Published Sep 22, 2005 7:39 AM

Even in the “calm” southern part of Iraq, it is clear the U.S.-British occupation of the country is in trouble.

After two British soldiers disguised as Arabs reportedly got in a firefight Sept. 19 with Iraqi police, killing two of them, hundreds of people in Basra flocked to the police station where they were supposedly being held.

When British troops surrounded the station, Iraqi demonstrators, some of them young boys, started pelting them with stones and gasoline bombs until the troops withdrew. Photographs and video footage showed British soldiers jumping from their burning vehicles, one with his uniform ablaze.

After the police defied orders by the puppet Baghdad government to hand the prisoners over to the British, Britain moved in troops and armor. Evidently fearing the undercover soldiers might tell what their mission was, they smashed down the walls of the prison. The two weren’t there, but were later found by the British.

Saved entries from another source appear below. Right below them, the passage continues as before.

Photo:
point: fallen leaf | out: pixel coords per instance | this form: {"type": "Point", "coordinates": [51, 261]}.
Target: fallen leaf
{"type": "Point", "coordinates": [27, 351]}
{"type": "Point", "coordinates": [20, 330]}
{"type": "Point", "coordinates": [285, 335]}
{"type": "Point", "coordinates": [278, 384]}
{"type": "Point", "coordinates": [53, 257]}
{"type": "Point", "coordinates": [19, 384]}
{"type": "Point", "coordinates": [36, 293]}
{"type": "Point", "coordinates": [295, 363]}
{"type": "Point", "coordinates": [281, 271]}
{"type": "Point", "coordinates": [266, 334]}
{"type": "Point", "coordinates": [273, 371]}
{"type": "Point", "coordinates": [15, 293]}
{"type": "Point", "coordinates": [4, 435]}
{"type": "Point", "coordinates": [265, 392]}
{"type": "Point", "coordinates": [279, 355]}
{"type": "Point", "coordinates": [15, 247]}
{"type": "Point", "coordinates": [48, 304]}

Basra has had a number of bombings recently, and Iraqi police said the two soldiers were armed with explosives and rocket launchers.

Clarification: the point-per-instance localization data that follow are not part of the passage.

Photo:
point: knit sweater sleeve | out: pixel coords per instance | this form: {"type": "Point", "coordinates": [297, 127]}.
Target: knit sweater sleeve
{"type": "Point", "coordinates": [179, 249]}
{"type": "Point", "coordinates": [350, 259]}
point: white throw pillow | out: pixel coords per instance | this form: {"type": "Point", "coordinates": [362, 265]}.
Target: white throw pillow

The Sept. 21 Christian Science Monitor reported that a top official of Shiite cleric Moqtada al-Sadr’s movement, Abbas Rubaie, “has charged the two undercover British officers with planting roadside bombs in order to justify a longer military presence in the country. ...

“A statement from the Sadr movement claimed that the two British undercover officers had also been firing into a crowd of pilgrims Monday going to a local shrine to mark the birth of the Imam Mehdi, the 12th and last Imam, or Shiite saint.”

Meanwhile, in Iraq’s north, a series of resistance attacks killed a total of nine U.S. troops and mercenaries.